At first, Nichols appeared in various television shows in bit parts (her first auditioned role, which she won, was that of an orgy-loving restaurant hostess in a 2002 episode of Sex and the City), but later that year she won the role of Jessica, the dogged school-newspaper reporter, in Dumb and Dumberer. She left Columbia midway through her last semester to shoot the picture, but still managed to graduate on time despite the demanding modeling schedule. She wrote two term papers and took the final exam of her undergraduate career just days before shipping all of her things to Atlanta, where Dumberer was being filmed.
Although Dumberer was a flop, Nichols earned roles in the television series Line of Fire, plus the 2005 horror movies, The Amityville Horror, and The Woods.
In 2004, FOX planned to develop a series vaguely reminiscent of their first hit drama, 21 Jump Street. They enlisted Todd & Glenn Kessler (of Robbery Homicide Division) to create the show, tentatively named The Inside. The Kesslers cast Nichols as a 22-year-old federal agent who impersonates a high-school girl in an undercover operation; they also cast Fastlane's Peter Facinelli and model Willa Holland, and shot a pilot. The pilot underwhelmed studio execs, though, and FOX brought in Angel writer Tim Minear to re-tool the concept. Minear ended up radically changing the show's story and purging the entire cast -- save for Nichols, who remained the show's centerpiece. While some sources said that Nichols was kept on because FOX pressured Minear to do so, Minear stood by a different story: "Even if [Nichols] wasn't already living in this show when I got there I'd have cast her. [She's] a star in the making, I feel. And an unspoiled delight..." he told Variety.

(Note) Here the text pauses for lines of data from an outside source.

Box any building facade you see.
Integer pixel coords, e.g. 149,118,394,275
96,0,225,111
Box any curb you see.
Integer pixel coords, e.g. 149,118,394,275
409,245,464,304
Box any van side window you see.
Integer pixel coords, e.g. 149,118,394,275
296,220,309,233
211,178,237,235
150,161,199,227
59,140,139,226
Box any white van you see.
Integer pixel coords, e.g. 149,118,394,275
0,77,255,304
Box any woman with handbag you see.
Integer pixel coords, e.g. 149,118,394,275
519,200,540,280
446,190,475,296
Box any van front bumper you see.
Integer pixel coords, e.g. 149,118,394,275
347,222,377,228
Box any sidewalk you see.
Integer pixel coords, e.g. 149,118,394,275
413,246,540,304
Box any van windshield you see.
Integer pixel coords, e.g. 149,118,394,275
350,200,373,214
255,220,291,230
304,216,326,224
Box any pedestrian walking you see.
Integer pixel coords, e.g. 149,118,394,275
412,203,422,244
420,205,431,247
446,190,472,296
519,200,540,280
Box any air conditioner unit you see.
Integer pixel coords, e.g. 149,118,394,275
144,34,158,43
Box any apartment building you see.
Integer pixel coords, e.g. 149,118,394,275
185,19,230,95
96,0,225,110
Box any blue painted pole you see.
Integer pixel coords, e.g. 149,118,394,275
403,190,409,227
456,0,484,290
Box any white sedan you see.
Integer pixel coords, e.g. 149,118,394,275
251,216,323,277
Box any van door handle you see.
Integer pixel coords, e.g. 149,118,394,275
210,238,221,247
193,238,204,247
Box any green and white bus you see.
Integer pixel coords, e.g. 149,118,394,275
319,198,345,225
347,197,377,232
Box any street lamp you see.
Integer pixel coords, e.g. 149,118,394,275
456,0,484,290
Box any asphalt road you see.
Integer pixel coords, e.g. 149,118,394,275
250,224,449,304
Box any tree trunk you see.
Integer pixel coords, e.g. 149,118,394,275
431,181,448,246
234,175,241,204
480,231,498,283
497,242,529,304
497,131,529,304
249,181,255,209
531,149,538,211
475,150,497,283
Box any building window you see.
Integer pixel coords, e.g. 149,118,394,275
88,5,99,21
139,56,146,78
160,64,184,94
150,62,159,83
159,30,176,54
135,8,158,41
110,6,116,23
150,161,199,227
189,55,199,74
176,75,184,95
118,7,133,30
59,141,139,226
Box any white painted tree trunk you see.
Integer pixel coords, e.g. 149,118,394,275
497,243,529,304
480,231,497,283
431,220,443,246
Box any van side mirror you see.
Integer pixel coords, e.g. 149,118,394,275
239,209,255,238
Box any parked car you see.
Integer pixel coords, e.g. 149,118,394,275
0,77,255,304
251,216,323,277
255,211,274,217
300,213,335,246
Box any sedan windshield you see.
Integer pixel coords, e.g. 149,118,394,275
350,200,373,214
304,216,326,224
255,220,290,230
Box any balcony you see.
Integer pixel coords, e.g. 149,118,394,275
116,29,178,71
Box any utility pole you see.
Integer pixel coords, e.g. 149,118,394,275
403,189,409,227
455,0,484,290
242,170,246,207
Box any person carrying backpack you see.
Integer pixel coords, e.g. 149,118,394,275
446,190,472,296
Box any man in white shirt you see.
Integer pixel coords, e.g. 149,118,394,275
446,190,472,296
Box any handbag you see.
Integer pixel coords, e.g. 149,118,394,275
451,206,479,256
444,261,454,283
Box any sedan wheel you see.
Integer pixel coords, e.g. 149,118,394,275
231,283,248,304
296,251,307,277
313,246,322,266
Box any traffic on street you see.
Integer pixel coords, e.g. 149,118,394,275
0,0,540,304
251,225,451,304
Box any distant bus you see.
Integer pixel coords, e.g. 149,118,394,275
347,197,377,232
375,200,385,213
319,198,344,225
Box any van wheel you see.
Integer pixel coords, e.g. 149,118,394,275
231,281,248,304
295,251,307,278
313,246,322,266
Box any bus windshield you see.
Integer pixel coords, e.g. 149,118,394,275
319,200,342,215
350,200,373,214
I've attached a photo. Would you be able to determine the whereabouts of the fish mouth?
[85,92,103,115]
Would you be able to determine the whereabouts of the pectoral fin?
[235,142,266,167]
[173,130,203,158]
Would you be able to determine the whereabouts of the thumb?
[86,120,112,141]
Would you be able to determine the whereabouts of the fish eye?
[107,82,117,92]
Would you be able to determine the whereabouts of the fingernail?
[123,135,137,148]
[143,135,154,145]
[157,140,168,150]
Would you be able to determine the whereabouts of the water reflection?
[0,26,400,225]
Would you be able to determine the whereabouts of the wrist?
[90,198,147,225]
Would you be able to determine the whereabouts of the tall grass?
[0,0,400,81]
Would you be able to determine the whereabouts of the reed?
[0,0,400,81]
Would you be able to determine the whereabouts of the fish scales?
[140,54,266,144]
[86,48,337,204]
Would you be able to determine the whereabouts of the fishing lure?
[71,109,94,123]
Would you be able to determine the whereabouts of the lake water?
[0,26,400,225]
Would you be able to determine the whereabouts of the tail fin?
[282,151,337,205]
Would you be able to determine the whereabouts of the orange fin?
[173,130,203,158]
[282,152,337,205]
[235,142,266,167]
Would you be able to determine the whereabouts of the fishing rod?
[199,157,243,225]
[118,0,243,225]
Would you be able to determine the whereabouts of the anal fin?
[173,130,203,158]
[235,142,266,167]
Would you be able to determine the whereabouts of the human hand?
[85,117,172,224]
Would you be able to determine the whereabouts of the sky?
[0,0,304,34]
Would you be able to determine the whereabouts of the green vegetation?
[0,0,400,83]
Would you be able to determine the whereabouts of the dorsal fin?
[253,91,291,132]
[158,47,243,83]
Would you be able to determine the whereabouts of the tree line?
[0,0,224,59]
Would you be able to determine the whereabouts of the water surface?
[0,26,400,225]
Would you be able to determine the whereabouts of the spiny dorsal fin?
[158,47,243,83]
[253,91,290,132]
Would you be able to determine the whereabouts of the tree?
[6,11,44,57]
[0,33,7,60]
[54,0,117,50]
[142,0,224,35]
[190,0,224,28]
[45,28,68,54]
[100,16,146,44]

The new concept more closely echoed The Silence of the Lambs than Jump Street, and Nichols' character had been dramatically altered as well: now she was rookie Special Agent Rebecca Locke, assigned to Los Angeles' FBI Violent Crimes Unit, an elite group of criminal profilers charged with tracking the city's most dangerous deviants. Another of Minear's new wrinkles was that Nichols' character now had a marked similarity to the back-story of Elizabeth Smart, including a history of suffering, kidnapping, and abuse. The summer 2005 series received mixed reviews and a limited run, though the performances of Nichols (who says she "tested mostly for high school parts" before winning The Inside's dark lead role) and co-star Peter Coyote received generally favorable marks from critics.

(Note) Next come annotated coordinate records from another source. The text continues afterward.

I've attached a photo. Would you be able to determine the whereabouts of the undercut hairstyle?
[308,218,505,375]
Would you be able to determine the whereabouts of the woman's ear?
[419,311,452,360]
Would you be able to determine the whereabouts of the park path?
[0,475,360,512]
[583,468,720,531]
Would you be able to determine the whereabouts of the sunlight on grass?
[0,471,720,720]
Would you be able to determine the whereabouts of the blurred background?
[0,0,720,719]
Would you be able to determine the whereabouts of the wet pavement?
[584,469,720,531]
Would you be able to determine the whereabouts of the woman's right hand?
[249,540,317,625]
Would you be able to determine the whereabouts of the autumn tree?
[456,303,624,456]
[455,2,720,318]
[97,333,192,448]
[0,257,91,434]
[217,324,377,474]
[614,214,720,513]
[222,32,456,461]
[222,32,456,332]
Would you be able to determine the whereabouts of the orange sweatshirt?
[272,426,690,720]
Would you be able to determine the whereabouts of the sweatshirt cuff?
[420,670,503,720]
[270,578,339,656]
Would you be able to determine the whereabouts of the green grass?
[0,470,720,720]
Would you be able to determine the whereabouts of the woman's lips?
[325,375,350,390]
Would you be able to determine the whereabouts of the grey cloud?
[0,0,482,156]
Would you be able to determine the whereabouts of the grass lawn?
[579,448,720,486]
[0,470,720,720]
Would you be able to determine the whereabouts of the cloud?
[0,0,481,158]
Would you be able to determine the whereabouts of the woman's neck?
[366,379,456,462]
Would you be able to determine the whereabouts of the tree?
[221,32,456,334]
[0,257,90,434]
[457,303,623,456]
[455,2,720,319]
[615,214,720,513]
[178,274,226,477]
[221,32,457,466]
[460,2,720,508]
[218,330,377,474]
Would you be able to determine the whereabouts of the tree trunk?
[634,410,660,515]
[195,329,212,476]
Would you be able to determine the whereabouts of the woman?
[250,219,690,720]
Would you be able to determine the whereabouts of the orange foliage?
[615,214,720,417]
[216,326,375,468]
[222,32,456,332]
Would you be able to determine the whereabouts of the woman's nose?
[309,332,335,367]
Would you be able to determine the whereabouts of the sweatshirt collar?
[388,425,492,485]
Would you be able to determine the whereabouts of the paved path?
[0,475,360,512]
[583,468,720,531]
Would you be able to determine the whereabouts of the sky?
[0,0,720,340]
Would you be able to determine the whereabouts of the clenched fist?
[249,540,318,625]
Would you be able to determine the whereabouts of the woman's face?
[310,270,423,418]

After the failed FOX series, Nichols quickly found work on the ABC series Alias in the fall of 2005. Nichols portrayed Rachel Gibson, a computer expert duped into thinking she works for the CIA, when in fact she is working for a dangerous terrorist organization -- a predicament not far removed from that of Sydney Bristow in Alias' first season. Discovering the truth, Nichols' character later joins the real CIA and becomes Bristow's protégé, complete with undercover missions and martial arts scenes -- which Nichols had to work hard to make realistic, struggling at first with the stunts.[3] Coincidentally, Alias marked the second series in a row for Nichols in which she portrayed a government agent.

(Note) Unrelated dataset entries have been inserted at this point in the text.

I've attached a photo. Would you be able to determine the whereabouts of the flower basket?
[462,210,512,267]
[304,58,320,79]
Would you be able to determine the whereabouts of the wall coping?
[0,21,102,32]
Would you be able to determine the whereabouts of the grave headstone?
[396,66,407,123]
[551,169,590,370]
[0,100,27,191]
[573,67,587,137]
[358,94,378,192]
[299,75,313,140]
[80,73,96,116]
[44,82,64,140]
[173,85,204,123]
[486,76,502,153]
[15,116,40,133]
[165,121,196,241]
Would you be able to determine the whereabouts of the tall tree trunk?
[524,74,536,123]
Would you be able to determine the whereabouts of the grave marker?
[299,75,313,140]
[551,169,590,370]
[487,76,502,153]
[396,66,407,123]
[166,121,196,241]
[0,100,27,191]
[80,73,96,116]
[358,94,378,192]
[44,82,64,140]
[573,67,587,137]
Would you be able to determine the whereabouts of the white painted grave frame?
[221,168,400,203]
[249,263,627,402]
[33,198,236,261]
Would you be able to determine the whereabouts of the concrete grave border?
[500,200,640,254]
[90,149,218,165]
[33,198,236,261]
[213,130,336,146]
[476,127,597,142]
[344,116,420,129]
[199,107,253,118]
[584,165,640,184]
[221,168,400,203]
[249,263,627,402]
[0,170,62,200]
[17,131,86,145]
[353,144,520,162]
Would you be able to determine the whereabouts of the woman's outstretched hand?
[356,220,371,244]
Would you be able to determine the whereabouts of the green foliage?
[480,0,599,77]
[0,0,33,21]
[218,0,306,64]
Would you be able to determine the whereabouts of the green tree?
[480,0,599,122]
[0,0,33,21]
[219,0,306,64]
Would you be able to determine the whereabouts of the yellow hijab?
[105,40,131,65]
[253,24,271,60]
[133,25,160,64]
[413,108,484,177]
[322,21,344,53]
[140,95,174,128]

Although ABC announced the cancellation of Alias effective in May 2006, Nichols' character was created as a possible replacement for series star Jennifer Garner's Sydney, had the actress chosen to leave the show or scale back her involvement in the series (this, in fact, did begin to occur as the season progressed and Garner's real-life pregnancy prevented her from taking part in many action sequences). On May 22, 2006, Nichols appeared in Alias' final episode, "All the Time in the World".
After starring in two canceled television series in the last calendar year, Nichols is now turning her attention back to the big screen, with two movies set to come out in 2007. The first, Resurrecting the Champ, stars Josh Hartnett as a sportswriter who finds a former boxing legend (Samuel L. Jackson) living homeless on the streets. The second, P2, marks a return to the horror genre for Nichols, as she portrays a businesswoman who gets trapped inside a public parking garage with a deranged security guard. In this role, Nichols stood firm by her ethics and refused to shoot any type of nudity, including sheer, wet, tops. "In place of the nipples there's clearly a lot of cleavage," Nichols mused, "so we made a compromise."
Nichols also recently landed one of the leads in another FOX series -- the 2007 sci-fi drama Them, directed by Jonathan Mostow.
On November 7, 2007, Nichols confirmed that she would be cast in JJ Abrams' new Star Trek movie, but deferred commenting on which character she'd play.